This Notebook gives a guideline how to use recent basic lossy and lossless compression for netdf output via `xarray`. It is an implementation of [these slides](https://www.researchgate.net/publication/365006139_NetCDF_Compression_Improvements) using example data of Earth System Models AWI-CM. We will compare the writing speed and the compression ratio of different methods.
For using lossless compression methods on netcdf files, we use the [hdf5plugin](https://github.com/silx-kit/hdf5plugin/blob/b53d70b702154a149a60f653c49b20045228aa16/doc/index.rst) tool that enables to use additional hdf5filters within python.
For *lossy* compression, we use the [numcodecs](https://github.com/zarr-developers/numcodecs) lib to calculate the bitrounding.
We use the [BitShuffle](https://github.com/kiyo-masui/bitshuffle) filter prior to compression whenever possible. This will rearrange the binary data in order to improve compression.
## Requirements
- Lossy compression requires a lot of memory.

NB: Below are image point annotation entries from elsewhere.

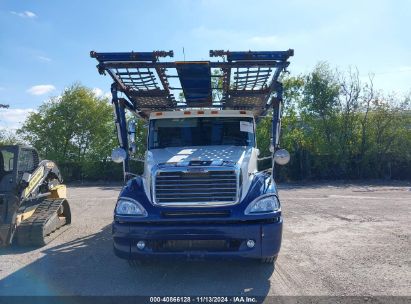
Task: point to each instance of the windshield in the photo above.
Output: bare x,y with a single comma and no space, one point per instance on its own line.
201,131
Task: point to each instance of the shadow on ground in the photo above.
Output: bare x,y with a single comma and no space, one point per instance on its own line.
87,266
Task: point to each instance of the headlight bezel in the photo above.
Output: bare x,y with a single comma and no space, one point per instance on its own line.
137,205
257,200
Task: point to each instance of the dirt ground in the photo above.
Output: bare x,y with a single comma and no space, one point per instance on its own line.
339,239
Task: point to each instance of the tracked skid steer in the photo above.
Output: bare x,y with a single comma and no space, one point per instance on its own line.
33,204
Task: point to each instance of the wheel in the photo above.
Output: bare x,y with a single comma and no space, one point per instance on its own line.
269,260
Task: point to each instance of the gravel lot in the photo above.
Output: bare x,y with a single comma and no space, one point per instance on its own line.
338,240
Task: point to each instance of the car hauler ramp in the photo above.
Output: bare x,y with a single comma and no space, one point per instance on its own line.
243,80
233,81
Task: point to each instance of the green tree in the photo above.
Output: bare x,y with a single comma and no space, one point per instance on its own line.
75,127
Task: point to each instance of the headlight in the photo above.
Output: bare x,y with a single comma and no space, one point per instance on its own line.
263,204
128,206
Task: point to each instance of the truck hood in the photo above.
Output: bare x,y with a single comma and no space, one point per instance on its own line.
235,154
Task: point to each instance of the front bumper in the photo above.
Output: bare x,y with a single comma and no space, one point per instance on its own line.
197,240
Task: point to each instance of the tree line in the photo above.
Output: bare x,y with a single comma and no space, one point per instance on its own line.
334,125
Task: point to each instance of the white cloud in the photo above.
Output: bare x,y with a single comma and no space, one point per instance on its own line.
43,58
25,14
41,89
11,119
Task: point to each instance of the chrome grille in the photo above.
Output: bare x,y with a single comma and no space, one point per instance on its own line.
198,187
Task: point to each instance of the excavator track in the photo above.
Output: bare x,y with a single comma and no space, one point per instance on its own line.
51,218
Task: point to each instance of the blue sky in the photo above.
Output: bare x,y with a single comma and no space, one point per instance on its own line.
45,45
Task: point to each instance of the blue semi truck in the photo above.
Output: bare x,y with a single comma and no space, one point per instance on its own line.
201,194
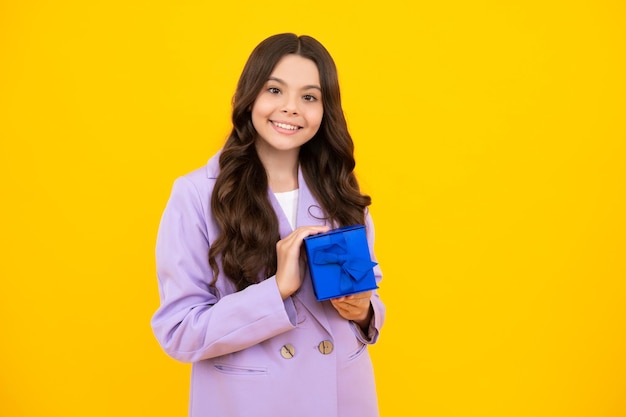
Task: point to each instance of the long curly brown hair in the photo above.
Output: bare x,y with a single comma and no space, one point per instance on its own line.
240,201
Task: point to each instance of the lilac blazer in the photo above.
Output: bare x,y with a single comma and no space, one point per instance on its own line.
253,353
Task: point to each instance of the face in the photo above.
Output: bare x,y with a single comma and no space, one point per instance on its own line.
288,111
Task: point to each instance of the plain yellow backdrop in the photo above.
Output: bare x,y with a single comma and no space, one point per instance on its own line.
491,136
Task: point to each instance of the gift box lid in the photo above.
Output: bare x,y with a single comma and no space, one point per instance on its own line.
339,262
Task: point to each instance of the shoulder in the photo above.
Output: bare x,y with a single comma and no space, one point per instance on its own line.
198,183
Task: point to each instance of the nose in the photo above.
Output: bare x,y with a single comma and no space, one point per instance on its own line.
290,105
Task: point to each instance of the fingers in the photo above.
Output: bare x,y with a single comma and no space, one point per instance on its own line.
288,276
353,307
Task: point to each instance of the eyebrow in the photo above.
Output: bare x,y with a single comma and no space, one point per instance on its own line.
306,87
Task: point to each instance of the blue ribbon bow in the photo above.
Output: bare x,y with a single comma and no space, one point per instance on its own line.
352,268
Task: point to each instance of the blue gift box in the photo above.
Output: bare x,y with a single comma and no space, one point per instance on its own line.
339,262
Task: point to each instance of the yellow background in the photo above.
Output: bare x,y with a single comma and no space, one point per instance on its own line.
491,135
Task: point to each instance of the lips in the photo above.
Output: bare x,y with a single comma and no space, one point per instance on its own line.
286,126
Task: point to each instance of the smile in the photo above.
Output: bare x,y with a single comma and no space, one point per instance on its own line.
285,126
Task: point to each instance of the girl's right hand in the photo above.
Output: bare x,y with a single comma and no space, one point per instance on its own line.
288,275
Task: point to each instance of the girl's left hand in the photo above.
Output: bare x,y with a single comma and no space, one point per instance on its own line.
355,307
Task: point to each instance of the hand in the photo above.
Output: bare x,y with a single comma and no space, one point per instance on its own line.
288,276
354,307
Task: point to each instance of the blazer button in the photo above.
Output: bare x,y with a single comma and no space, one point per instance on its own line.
287,351
325,347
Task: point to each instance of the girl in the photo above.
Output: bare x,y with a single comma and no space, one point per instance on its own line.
236,296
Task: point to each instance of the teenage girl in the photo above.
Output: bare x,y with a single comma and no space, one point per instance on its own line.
236,297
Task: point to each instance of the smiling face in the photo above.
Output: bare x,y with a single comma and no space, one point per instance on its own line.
288,111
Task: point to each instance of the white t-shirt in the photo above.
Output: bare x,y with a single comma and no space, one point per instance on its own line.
289,203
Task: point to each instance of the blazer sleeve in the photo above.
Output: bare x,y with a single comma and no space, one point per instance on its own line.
192,323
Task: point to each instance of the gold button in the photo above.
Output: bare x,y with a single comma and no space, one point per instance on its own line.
325,347
287,351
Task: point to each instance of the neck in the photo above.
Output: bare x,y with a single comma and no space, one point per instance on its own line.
281,168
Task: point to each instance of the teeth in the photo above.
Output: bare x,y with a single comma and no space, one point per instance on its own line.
284,126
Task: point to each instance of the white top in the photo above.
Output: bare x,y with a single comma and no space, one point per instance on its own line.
289,203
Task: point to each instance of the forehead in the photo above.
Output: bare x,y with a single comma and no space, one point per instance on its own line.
297,71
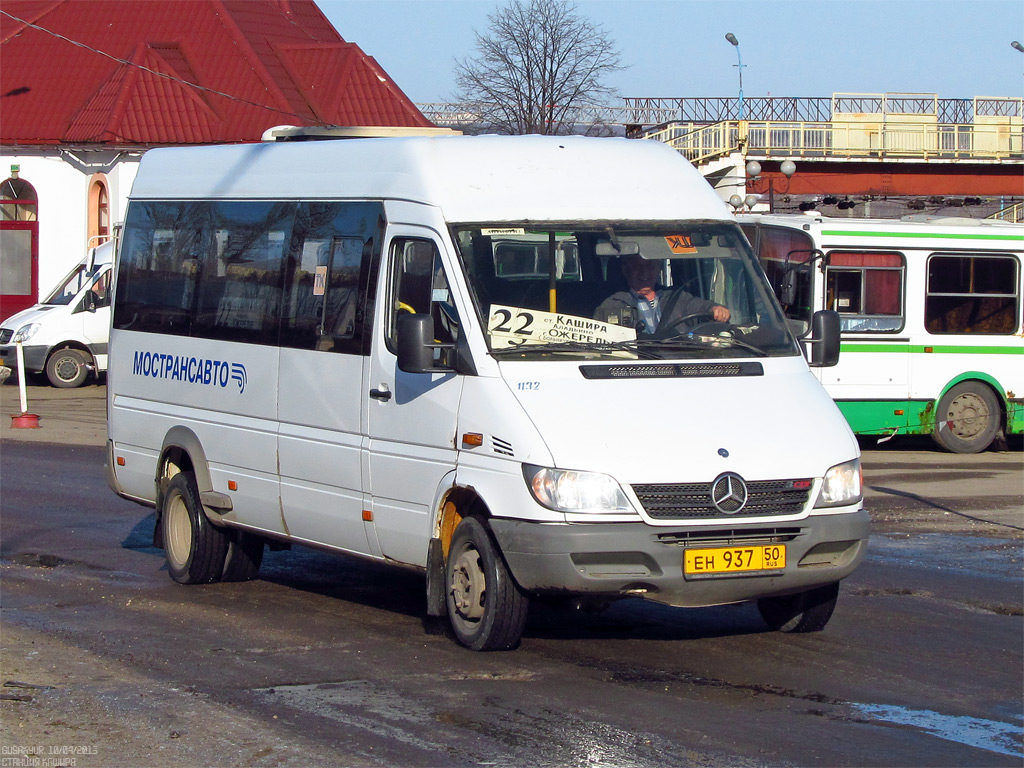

- Reading lossless compressions other than deflated requires netcdf version 4.9 or newer with access to the HDF5 filters
zlib has been the standard compression method since it was introduced in netcdf. It is based on the deflate algorithm, other compression packages use dictionaries.
### [Zstandard](https://github.com/facebook/zstd)
Zstandard allows multithreading. It is used by package registries and is supported by linux systemss. Zstandard offers features beyond zlib/zlib-ng, including better performance and compression.
### [LZ4](https://github.com/lz4/lz4)
LZ4 has a focus on very fast compression. It scales with CPUs.
### [Blosc](https://github.com/Blosc/c-blosc)
Blosc uses the blocking technique to not only reduce the size of large datasets on-disk or in-memory, but also to accelerate memory-bound computations. Its default compressor is based on LZ4 and Zstandard.